Turning into the alley, Emily saw that something new had been added to the garbage-container vista, a neatly wrapped package that leaned against the great receptacle. It seemed a different caste from ordinary refuse. In many respects it was prerefuse. Emily stopped to look at this extremely inviting parcel. She put the kickstand of her bike down, went over, and picked it up. It was unaddressed and exceptionally light. The wrapping paper was beautifully creased and folded with geometric precision, tied and secured with string. She put it in the basket with the burritos.
J.C. was still taking his ease in the reclining chair.
“Where’s my mom?” Emily asked.
“She’s changing her dress for supper. You raised in a barn? You should dress nice for supper, even in your own home.
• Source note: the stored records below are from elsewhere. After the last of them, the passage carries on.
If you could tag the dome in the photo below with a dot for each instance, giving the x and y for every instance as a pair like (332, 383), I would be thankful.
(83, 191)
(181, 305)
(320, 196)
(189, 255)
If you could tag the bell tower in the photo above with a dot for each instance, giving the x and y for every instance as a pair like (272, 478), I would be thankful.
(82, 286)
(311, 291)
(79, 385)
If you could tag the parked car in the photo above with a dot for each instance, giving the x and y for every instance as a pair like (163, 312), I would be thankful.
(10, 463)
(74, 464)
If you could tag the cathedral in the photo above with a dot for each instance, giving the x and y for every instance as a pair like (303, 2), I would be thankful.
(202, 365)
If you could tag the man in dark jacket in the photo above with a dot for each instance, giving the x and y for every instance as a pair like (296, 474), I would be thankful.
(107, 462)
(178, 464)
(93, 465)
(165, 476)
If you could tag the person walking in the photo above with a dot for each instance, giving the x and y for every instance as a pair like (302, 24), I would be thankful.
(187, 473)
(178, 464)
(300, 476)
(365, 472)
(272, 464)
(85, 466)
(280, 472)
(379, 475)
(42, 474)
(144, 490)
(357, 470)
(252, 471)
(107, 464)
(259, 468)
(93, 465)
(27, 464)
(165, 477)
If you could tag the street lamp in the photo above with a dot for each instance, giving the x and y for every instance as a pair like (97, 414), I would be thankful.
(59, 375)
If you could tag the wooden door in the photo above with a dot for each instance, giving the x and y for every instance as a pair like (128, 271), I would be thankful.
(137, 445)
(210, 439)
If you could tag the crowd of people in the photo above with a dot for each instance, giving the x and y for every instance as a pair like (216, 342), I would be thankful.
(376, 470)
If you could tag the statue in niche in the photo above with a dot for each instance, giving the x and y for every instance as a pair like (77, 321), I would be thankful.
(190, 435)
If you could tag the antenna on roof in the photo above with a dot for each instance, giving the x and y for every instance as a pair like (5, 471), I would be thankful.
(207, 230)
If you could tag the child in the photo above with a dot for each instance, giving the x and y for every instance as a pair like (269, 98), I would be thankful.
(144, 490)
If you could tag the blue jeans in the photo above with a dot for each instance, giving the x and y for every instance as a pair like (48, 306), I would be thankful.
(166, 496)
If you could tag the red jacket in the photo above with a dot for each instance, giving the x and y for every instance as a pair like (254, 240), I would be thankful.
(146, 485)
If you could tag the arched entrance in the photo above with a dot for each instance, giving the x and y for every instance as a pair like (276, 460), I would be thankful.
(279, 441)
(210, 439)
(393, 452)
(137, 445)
Am I the only one who knows simple etiquette around here?”
Emily had the bag of burritos in one hand and the mystery parcel in the other.
“What the hell’s that?” J.C. demanded. “You didn’t get that out of my box.”
“You didn’t have anything in your box,” Emily said. “I found this.”
“You just go around picking up suspicious-looking parcels? If I’ve ever seen anything in my life that looked more suspicious, I don’t know what it would be. You better stand back while I open it.”
“Emily,” her mother called, “come in and put this zipper back on its track for me.”